While the federal government is pressing ahead with its plans for the wall, more than 200 companies have reportedly responded to an invitation from the Department of Homeland Security to submit designs for a wall along the US-Mexico border, “nominally 30ft tall, that will meet requirements for aesthetics, anti-climbing, and resistance to tampering or damage.” The contest was planned to take place in the summer of 2017 in the border city San Diego. A cursory look of the interested vendors reveals “a can of cultural worms” fighting and competing for a space on the wall, to be held as the American cultural icon.

If a unified delineation is what the Trump Wall intends to accomplish, his wall overshadows an interconnected and flattened landscape, further divides the already unbridgeable cultural spectrums, and polarizes emotional forces that grab headlines on a daily basis in the nation’s life. The Trump Wall fuels the sentiment to exclude and kick out. It fosters the fear and bigotry of those who feel that their core values are threatened and their opportunities are taken away by the wall-crossers.

So, there are multiple sets of cultural values in twenty-first-century America at work. Far from being cohesive, coherent, and integral, we often find these values competing, confronting, and mutually exclusive.

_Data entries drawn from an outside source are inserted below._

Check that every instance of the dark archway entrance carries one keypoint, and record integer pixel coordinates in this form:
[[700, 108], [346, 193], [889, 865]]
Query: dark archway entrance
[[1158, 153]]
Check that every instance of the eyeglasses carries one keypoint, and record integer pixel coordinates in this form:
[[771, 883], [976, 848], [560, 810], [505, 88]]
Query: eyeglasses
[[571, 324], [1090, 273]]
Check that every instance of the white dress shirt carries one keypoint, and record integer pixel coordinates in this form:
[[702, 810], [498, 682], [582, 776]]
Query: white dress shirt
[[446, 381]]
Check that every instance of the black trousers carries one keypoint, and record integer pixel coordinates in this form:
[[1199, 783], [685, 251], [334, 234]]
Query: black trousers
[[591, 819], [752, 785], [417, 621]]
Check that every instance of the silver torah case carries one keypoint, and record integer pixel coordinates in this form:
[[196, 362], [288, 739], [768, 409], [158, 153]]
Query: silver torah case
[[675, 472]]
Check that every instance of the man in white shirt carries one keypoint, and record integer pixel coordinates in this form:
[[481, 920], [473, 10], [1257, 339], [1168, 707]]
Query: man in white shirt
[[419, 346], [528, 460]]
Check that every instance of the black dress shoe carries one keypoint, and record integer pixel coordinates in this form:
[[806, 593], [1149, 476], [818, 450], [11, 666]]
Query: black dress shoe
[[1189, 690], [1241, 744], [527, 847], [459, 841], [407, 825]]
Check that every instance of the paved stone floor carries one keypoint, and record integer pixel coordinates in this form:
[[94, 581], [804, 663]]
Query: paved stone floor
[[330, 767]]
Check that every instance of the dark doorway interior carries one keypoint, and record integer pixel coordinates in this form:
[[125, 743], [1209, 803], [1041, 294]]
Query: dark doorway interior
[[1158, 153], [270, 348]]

The Trump Wall represents one of them, but intends to make it the only set of American values for everyone to embrace. Thus, the Trump Wall embodies a cultural wall that provokes cultural war(s).

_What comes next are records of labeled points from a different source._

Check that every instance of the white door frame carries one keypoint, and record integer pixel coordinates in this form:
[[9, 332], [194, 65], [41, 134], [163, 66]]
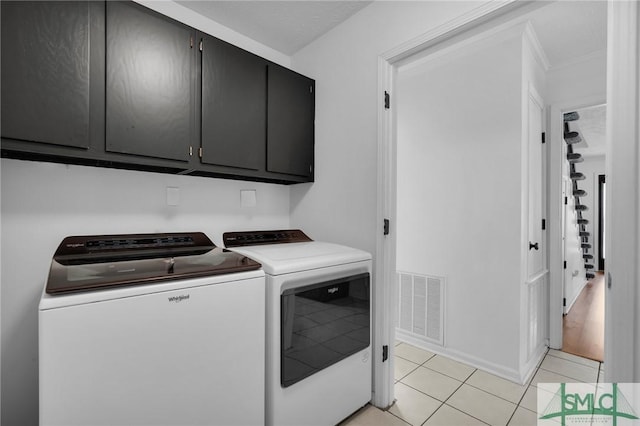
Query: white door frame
[[385, 267], [622, 270]]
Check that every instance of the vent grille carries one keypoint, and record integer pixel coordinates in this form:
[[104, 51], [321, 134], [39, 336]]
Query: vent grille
[[421, 302]]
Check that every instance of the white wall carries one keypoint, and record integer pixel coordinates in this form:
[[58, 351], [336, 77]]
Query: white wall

The truth is that Trump era does not invent a divisive and war-inducing wall and Trump is not the first wall builder. The divisive mechanism had always existed since the dawn of human race and since the inception of our nation. The walls, castles, and fortifications have been designed and erected across time, space, and cultures, to include and to exclude at once. The Trump Wall, in the name of “Make America Great Again,” excludes more than includes. More than a brick-and-mortar construction, the Trump Wall is a cultural divide.

It extends not only on the border between the US and Mexico, but also on the borders between Christians and Muslims, between immigrants of any origin and those who consider themselves more than anyone else, between the white and the African American, between any races and any creeds, between the heterosexual and the homosexual, between women and men, so on and so forth. A divisive wall-mindset draws an ethno-, culture-, and power-hierarchy, and fuels fear, bigotry, and distrust. It has energized the alt-right movement that advocates white supremacy and entitlement; it rejects a diverse society and a multicultural/multiracial democracy. Trump enables the wall to be more vertical and visible than before, reminding us of an era when democracy and unalienable human rights were only meaningful to certain groups and not to all.

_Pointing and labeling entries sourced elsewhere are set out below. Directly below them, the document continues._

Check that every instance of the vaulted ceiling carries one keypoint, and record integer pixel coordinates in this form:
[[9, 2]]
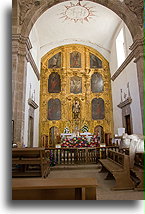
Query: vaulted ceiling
[[76, 22]]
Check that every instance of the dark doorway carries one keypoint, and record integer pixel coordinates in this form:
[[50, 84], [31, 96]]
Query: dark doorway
[[128, 124], [31, 124]]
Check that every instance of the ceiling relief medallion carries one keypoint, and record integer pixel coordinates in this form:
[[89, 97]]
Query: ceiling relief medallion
[[77, 12], [137, 7]]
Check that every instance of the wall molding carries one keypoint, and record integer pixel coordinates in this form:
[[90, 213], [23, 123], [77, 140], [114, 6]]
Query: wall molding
[[21, 46], [123, 66], [33, 64], [136, 52]]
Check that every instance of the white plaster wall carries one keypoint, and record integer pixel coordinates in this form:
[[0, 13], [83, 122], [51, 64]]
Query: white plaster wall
[[35, 85], [35, 50], [128, 75]]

When it comes to American cultural identity, it is abundantly clear that there is not a cultural uniformity but warring cultural voices. American society has been divided into multiple dimensions and spectrums by multiple walls. The contest for the best design for the Trump Wall is in fact a competition of different political and cultural voices. The selection of the ultimate design would be indicative of a major cultural direction that this nation would embark on.

Since Trump became president, there has been an increased level of bigotry, hatred, tension, and violence between groups who define themselves by a variety of “identifiers.” These include ideology, race, ethnicity, nationality, religion, heritage, sexuality, and ability, each drawing boundaries and erecting fences and walls around to define and defend. We suddenly find ourselves lost in a mine field where “hitting a wall at every turn” takes on a new but twisted meaning.

While the “identifiers” can be used to celebrate diversity and “freedom of speech,” on the one hand, they are also totally susceptible and exploitable to divisive narratives and practices, capable of being used to generate competition, discrimination, violence, and cultural wars. The Trump Wall builds up not only a border construction between the US-Mexico, but more importantly, raises and restores these cultural and racial walls. If this is how the Trump Wall makes America great again, then we need to question which America he is referring to, and who is in dire need of the Trumpian greatness.